According to this data sheet the output conductance is 200μmhos (5kΩ resistance) at zero Vgs and 15V Vds.

If you showed your math I would be educated by it.

Me too. I am trying to understand JFETs and would be very interested. Thanks to you both.

 

jfets are basically transistors that are born "on". This idle current is the major hurdle to designing with them. Each jfet will have different idle current, even in the same part number. You can buy jfets according to their idle current range from less than a milliamp to hundreds of milliamps. The control terminal (gate) basically leads to a diode junction which will come on if you apply the wrong polarity. The right way to use jfets in an analog way is to apply voltage to the gate that makes them use less than their idle current. They are also used as digital switches.

There. That's a start.

 

If you showed your math I would be educated by it.
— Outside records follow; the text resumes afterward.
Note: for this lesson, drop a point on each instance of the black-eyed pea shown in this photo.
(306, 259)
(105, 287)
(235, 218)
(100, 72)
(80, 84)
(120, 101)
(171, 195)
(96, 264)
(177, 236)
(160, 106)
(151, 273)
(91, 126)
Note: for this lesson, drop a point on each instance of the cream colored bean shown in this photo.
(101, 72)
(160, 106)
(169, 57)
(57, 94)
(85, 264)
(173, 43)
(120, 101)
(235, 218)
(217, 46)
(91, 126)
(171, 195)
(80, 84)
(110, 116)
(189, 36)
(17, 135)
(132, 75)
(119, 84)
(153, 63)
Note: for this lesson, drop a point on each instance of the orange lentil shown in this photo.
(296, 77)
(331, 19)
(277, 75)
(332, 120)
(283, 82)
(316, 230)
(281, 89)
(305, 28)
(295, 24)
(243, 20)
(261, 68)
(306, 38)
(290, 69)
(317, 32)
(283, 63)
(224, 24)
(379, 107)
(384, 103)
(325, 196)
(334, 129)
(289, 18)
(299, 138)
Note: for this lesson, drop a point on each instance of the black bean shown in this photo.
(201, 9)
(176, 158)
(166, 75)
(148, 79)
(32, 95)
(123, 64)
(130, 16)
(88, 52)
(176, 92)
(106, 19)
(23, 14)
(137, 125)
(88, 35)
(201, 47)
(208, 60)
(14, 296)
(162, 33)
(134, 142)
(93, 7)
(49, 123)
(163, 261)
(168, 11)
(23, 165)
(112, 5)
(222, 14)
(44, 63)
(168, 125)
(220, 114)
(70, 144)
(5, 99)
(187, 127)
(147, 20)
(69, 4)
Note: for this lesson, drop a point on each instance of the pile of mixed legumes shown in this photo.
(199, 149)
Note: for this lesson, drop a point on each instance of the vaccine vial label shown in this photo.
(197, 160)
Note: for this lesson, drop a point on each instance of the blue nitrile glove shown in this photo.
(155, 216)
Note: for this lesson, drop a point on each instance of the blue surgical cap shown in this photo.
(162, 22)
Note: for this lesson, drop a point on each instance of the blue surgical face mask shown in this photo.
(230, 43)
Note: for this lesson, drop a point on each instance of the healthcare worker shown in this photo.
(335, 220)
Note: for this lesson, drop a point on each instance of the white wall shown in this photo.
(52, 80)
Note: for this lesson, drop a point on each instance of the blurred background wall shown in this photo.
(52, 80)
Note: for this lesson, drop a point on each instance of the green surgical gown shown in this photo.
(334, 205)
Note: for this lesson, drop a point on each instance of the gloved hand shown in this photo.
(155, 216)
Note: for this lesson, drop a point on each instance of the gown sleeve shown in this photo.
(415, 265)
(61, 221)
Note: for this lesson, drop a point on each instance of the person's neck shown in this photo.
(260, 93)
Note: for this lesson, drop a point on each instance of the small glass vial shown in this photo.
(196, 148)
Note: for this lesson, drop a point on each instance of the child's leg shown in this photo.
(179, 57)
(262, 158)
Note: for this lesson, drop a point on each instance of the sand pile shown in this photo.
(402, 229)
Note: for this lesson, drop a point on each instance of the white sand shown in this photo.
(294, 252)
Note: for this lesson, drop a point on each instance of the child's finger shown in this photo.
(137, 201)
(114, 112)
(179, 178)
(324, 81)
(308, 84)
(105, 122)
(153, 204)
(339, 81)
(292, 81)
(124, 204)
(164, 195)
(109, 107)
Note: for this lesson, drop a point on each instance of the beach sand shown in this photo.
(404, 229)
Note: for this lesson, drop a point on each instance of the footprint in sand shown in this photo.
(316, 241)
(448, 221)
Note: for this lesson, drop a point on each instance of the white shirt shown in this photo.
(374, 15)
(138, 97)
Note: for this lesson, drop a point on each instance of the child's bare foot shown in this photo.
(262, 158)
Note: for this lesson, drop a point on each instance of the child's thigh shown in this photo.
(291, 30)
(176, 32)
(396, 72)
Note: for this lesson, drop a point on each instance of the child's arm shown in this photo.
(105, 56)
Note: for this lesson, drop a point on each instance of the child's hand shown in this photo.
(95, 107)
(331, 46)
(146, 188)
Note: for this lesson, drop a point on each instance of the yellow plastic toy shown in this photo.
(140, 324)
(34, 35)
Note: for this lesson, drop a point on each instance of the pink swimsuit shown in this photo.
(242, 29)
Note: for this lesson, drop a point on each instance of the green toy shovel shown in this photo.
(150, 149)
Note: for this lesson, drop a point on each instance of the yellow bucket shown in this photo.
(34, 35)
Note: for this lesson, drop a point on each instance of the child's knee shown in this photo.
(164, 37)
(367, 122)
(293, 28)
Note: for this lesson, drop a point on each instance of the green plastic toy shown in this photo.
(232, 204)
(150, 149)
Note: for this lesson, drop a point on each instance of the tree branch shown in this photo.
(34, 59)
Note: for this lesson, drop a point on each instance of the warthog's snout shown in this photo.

The math is not simple since the actual current is a function of both the transistor gain and the output conductance. If I had to solve the problem, I would just simulate it and let Spice do the calculations.

But an approximate calculation can be done by noting that, due to the inherent negative feedback from the source to the grounded gate, the source resistor effective value (as seem by any current though the transistor conductance) is increased by the transistor gain (the proof of this is left as a exercise for the reader since my brain isn't up to it. ). Thus for the minimum subject transistor gain (Id/Vgs) of 2000μmho, for example, the effective resistance of the 560Ω source resistor would be 560/2000u = 280kΩ. This gives a change in transistor current for the subject 0.56V change in battery voltage of 0.56/(280k + 5k + 1.5k) = 1.95μA, a very small increase.

 

That explains why I've gotten away with not knowing that math for all these years.
Tracecom can probably ignore it, too.
The difference amounts to less than 1/10th of 1%
However, when you get the drain voltage less than 2 volts from the source voltage, you start to seriously starve the jfet and the current comes tumbling down.
There is probably a big word for that but I don't know what it is.